JAKARTA (Reuters) - A new Indonesian regulation that changes the rules on foreign ownership of mines applies to all foreign companies and is not aimed specifically at the largest of those, Freeport McMoRan Copper & Gold Inc (FCX.N), the deputy energy and mining minister said on Thursday.
Indonesia has substantial mineral wealth and is the world’s top exporter of thermal coal and tin, but attention has focused on Freeport since news on Wednesday of the regulation which could deter fresh investment in the sector.
Freeport is negotiating to renew its royalty contract to run the Grasberg mining complex, which has the world’s largest gold reserves and is the second-largest copper mine.
The regulation could be an attempt by the government to increase pressure on Freeport, some analysts said. One source with knowledge of the industry said local mining companies stood to gain.

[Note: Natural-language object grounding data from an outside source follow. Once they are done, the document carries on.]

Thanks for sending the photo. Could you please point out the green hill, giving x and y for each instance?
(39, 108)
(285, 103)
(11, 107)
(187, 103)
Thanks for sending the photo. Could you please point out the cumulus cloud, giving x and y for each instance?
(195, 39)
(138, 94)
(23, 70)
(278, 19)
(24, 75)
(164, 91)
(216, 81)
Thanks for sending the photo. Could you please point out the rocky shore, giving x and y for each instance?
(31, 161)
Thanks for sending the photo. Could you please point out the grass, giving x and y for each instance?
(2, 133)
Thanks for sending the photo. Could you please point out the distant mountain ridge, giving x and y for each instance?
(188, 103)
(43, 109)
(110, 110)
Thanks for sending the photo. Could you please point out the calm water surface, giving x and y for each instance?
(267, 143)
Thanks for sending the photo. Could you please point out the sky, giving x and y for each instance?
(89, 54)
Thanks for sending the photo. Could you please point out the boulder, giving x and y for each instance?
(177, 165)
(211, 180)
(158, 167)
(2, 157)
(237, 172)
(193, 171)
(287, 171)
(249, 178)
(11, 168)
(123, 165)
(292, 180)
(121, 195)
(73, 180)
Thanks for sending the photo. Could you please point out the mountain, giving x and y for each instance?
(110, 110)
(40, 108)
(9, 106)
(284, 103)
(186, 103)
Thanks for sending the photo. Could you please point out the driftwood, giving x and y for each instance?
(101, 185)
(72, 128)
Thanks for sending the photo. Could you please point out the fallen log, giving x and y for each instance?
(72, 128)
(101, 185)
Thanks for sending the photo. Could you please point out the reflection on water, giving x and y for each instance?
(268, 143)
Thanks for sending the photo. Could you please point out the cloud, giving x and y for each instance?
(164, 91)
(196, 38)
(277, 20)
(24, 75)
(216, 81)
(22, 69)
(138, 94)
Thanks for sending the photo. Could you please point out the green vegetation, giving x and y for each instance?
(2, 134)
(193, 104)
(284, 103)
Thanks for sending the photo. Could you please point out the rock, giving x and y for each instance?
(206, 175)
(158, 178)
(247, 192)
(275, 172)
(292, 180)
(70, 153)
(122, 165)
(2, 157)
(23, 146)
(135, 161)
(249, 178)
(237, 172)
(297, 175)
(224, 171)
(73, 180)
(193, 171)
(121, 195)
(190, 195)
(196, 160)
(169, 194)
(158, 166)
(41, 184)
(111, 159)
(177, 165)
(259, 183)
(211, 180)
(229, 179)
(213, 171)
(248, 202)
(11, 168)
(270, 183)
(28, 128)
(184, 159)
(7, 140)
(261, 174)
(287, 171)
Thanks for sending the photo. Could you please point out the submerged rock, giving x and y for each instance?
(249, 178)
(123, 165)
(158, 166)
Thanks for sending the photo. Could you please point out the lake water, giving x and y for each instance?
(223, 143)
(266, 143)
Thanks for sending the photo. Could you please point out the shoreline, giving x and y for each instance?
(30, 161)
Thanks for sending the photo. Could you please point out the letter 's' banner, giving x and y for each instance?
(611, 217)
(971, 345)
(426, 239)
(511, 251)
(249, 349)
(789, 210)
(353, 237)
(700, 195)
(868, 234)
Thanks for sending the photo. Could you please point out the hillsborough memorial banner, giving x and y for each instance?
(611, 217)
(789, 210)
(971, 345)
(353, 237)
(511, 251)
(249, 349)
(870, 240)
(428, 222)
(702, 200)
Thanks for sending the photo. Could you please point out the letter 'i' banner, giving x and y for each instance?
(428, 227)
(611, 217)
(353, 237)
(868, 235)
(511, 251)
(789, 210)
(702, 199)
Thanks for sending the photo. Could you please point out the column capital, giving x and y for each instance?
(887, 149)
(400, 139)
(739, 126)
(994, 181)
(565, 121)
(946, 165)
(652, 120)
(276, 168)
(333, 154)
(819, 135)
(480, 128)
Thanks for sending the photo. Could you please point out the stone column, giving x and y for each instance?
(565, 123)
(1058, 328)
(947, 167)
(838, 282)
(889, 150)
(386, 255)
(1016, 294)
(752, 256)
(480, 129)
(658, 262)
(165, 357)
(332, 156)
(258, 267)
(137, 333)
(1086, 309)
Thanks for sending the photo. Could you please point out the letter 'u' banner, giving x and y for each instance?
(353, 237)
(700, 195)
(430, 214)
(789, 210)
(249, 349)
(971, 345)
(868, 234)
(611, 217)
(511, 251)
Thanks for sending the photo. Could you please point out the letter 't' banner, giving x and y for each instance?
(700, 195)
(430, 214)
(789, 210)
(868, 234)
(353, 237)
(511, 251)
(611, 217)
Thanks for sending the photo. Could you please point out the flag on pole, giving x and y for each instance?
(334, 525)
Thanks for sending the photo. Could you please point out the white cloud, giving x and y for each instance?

“A forced divestment of Freeport to only Indonesian entities with the deflated prices that will bring will undoubtedly create a huge short-term windfall for several Indonesian corporates,” the source said.
“I can’t see how Freeport is going to invest the $15 billion needed to go underground in Grasberg if they will lose control of the mine,” said the source with reference to a plan by Freeport to operate underground in 2016.
Freeport began operating in Indonesia in 1967 and won its contract at Grasberg in the highlands of Papua in 1991. It currently owns about 90 percent of the open-pit mine, which has 33.7 million ounces of gold reserves and 32.7 billion pounds of copper. The remainder belongs to the government.
Under the rules signed by President Susilo Bambang Yudhoyono on February 21, Southeast Asia’s largest economy will require foreign companies to sell down stakes in mines and increase domestic ownership to at least 51 percent by the 10th year of production.
“The regulation will be imposed on every mining company operating in Indonesia, in general. That includes Freeport and Newmont,” said Deputy Minister Widjajono Partowidagdo, adding it was wrong to assume the law was aimed specifically at Freeport.
Newmont Mining Corp (NEM.N) is also engaged in a renegotiation with the government. Foreign direct investment in the sector topped $2.2 billion in 2010.
“This regulation is not only for Freeport. It is for all foreign mining companies in Indonesia, to guarantee greater benefit to the country from the mining sector,” the minister told Reuters in a telephone interview.
Thamrin Sihite, director general of coal and mining in the ministry of energy and minerals, said the new regulation was already part of the talks with Freeport.
GRAPHIC: Mining FDI: r.reuters.com/dah96s
GRAPHIC: Top coal miners: link.reuters.com/hym74s
Indonesia won investment grade status recently due to its relatively stable fiscal environment, low level of debt, annual growth running at more than 6 percent and a big domestic market in the fourth-largest country in the world.
The new status could boost calls already growing in the country for a more assertive attitude towards partnership with foreign companies, particularly in the resources sector where last year there were several cases of violent clashes over land rights.
Freeport alone contributes 1.6 percent of Indonesia’s gross domestic product and, according to the statistics bureau, the mining sector as a whole made up 11.9 percent of the economy in 2011.
“Many in Indonesian politics and the public see that Freeport and some other cases are not fair to Indonesia. The principle is that we need to implement that law. But how much and how fast - that is still under the ministry of mining and energy,” Deputy Trade Minister Bayu Krisnamurthi said.
“We still believe, even with only 49 percent, it (the mining sector) is still very alluring, still very lucrative for everybody. In some countries, this industry is prohibited from international investors.”
Some analysts and mining industry sources said inconsistent policy-making could threaten growth in the sector, which was shaken by a rule last month that companies must stop exporting some unprocessed raw metals in 2014. Coal was exempted.
“Fitch believes Indonesia will take a pragmatic approach to industry regulations as failing to do so can have negative consequences for the sector in the long-run,” the ratings agency said in a special report on Thursday.
“Indonesia’s coal mining sector should continue to see strong growth prospects but can benefit from clearer and more predictable regulations,” it said.
The Grasberg mine has become a high-profile example of growing labor unrest in Indonesia as workers push for more of the spoils in a booming economy. Freeport partially met worker demands for a pay rise in December after a three-month strike.
Since then, upheaval at the mine in Papua has continued and Freeport Indonesia said late on Wednesday it would resume operations there on Monday after a suspension caused by work disruptions.
On Thursday, the union disputed that, saying it, rather than management, had decided to resume work and Freeport was refusing to pay workers who were slow to return after the strike.
“We want to give the management a month starting Monday to sort the wage problem with the workers. We will see on April 12 if this problem can be sorted out,” union spokesman Virgo Solossa told Reuters by telephone.